"Now that you're done going potty we're going to wash our hands and then brush our teeth."
Lily had just finished a marathon session of sitting on the potty, asking me to read to her, to pour water on her to help her go, wiping, pouring small amounts of pee into the toilet, washing hands, and then starting all over again. Last night we did the same thing, only perhaps one time around the circuit too few, and she peed in her diaper immediately after finishing the last bedtime story.
We finish our ritual of Lily sort of making an attempt at passing the toothbrush over her teeth but mostly sucking off the training toothpaste, then Lily gets to brush Mama's teeth while Mama brushes Lily's teeth. I cringe inwardly at the naked toothbrush rummaging around my mouth but I have to do what is necessary to ensure that my child has properly brushed teeth.

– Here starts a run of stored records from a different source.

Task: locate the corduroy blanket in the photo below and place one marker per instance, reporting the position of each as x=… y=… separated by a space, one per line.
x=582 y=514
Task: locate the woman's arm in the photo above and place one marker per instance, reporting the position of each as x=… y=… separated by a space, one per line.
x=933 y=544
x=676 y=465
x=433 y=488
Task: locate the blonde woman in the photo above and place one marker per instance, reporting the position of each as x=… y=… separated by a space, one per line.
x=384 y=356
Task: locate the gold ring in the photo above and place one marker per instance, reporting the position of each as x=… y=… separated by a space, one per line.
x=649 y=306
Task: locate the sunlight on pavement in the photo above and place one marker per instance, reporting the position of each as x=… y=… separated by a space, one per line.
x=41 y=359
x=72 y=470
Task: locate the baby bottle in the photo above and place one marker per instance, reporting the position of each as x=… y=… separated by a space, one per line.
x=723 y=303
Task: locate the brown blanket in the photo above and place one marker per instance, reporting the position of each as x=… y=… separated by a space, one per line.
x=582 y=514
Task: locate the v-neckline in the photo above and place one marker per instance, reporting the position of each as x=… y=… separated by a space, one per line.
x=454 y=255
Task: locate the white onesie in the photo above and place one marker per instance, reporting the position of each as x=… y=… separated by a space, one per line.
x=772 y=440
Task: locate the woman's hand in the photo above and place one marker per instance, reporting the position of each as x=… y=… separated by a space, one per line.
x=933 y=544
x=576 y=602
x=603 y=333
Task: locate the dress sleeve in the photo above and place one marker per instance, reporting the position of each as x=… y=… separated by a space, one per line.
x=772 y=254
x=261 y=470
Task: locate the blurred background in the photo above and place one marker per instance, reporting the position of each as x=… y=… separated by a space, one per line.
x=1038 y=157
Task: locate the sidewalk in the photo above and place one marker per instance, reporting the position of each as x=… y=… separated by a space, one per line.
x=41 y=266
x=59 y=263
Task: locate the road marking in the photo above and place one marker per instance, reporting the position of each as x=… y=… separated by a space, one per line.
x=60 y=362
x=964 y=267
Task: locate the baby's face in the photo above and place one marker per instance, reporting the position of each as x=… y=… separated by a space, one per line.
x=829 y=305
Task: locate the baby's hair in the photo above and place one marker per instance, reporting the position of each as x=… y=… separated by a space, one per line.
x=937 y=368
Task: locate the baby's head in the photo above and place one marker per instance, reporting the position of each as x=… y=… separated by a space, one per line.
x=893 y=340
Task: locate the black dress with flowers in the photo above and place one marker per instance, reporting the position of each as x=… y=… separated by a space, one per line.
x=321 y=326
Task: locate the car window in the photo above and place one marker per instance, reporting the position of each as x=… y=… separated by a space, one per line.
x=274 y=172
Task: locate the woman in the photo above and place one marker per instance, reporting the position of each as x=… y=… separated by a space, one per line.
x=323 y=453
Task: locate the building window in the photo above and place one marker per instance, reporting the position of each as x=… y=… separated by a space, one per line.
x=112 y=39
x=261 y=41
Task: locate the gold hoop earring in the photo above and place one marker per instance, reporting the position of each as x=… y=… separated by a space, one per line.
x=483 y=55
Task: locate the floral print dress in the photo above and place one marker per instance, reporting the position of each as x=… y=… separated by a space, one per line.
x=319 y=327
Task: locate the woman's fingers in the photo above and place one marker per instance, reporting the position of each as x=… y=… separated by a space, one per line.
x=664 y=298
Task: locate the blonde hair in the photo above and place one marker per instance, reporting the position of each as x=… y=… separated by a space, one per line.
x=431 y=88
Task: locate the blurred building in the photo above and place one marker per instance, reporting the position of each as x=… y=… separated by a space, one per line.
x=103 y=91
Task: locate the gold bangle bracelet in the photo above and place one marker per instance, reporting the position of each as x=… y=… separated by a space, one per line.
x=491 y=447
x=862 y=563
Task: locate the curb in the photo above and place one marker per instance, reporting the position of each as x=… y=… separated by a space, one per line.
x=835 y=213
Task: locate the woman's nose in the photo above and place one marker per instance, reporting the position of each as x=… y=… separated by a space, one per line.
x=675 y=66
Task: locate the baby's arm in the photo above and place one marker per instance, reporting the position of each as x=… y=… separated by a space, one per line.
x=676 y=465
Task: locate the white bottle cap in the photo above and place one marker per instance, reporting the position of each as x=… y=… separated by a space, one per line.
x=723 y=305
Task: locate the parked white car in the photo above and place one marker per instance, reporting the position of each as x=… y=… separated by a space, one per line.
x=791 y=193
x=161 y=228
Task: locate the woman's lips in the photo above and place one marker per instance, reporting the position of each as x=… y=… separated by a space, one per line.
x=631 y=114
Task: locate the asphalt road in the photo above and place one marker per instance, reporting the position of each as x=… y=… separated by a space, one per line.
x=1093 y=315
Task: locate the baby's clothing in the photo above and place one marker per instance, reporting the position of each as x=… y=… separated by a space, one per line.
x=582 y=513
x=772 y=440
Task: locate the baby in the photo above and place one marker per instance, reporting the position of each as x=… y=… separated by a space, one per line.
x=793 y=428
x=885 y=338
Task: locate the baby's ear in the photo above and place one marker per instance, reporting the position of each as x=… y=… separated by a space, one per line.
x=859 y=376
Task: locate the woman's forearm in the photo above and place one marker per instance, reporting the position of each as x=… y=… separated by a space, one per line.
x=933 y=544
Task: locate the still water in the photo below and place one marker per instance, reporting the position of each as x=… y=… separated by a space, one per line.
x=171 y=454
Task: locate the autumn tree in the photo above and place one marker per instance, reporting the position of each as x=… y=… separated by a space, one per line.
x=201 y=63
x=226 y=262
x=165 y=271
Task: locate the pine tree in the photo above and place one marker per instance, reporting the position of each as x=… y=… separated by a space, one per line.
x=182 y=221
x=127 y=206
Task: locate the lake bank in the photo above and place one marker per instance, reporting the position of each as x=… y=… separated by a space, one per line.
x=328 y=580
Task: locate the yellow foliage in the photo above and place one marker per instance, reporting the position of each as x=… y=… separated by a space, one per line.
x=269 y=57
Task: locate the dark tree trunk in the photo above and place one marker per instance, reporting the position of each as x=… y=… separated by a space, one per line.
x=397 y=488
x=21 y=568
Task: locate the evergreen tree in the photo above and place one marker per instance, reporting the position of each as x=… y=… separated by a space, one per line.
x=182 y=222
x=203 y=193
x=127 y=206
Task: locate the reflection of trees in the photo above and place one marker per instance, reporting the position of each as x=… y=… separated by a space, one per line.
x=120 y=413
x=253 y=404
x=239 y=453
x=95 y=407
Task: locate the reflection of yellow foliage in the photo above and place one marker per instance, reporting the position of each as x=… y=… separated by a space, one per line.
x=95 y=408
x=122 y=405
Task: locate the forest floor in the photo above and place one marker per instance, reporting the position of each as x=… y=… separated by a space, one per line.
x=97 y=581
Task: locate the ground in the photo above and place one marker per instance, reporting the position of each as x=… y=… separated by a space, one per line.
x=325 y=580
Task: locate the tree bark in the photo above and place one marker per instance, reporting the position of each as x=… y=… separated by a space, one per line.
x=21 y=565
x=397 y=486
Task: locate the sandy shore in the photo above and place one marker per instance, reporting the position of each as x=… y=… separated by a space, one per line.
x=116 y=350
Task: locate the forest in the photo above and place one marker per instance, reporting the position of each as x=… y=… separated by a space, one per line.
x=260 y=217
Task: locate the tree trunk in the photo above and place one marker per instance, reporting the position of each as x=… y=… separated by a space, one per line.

"Time for a diaper and some books."
"Yes!" She scrambles first into her bed, then the rocking chair. After the requisite three books (Peanut Butter and Jelly, Clifford Takes A Trip, Clifford's Christmas) I pick her up to put her into her bed and endure a barrage of whining for one more book. "Read! Read!"
"We only have time for one more short book. I will read Counting Kisses and that's it."
She picks up Octavius Bloom and the House of Doom, a much longer book. "Read! Read! Reeeeeead!"
"No, Lily, this is the only book I will read right now. You have to go nigh-night." She pouts, whines some more, and runs squealing to her bedroom door with her choice of reading material. I calmly pick her up, put her on my lap, and put Octavius Bloom on the floor. She continues to whine and squirm. "Now. Do you want me to read Counting Kisses?" She nods, defeated.
She starts off by protesting each page as I gently tickle her squirming body (Ten little kisses on teeny, tiny toes.... Nine laughing kisses on busy, wriggly feet....") but by the time we reach five kisses on a pretty belly button she's giggling with delight. Finally I lay her down and give her tons of kisses that she playfully tries to dodge by putting her hands in front of her face in mock protest. I finish by telling her the same thing I tell her every night and saying nigh-night as I leave.
The whining begins anew. She opens her door, stands at the gate, and whines. I pick her up, wordlessly deposit her in her bed, and close the door again. These theatrics are repeated twice. My mind is on the homework I have to read, the final paper I need to finish by Saturday, the dinner leftovers that need to go into the fridge.
"Poop!" she shouts from the gate. She calls anything in her diaper "poop". I'm sure it's a ruse, another one of her stalling tactics, but potty training has been difficult and I know I have to take her to the bathroom when she asks. She sits on the potty and pees one more time. I tell her I'm proud of her for telling me that she needed to go potty. Back to her bed she goes.
Not thirty seconds later she's back at the gate. "Food!"
It's 8:00 now. A full hour past bedtime. She didn't eat much of her dinner because she was busy whining. I wonder where my cheerful, agreeable daughter from this morning has gone. I put her back in bed. "Stay there," I order. After a quick reheat of the remains of her dinner plate I return, plop the food down in front of her, and sit in the rocking chair to stew. Soon it's clear that she's not willing to eat at a reasonable pace so I go back to the bed to feed it to her. I resent having to occasionally hand feed my 2-year-old but I'm desperate for her to go to bed.
"Yummy. Meat?" she asks as I pile a cube of tofu into her bird-like mouth.
"Yes," I say. Sure, whatever, kid.
There's still about a quarter left of her dinner of mashed sweet and white potatoes, tomato gravy, and baked tofu with leftover Famous Dave's Georgia Mustard sauce. "I'm glad you like it. Thank you." Another spoonful.
She finishes the last two bites on her own, takes a long drink of water, and immediately lays down. Now thoroughly irritated on the inside, I bend down to kiss her head one more time.
She always knows just what to say to diffuse me.
"Nigh-night, Lily. You drive me crazy, but I love you."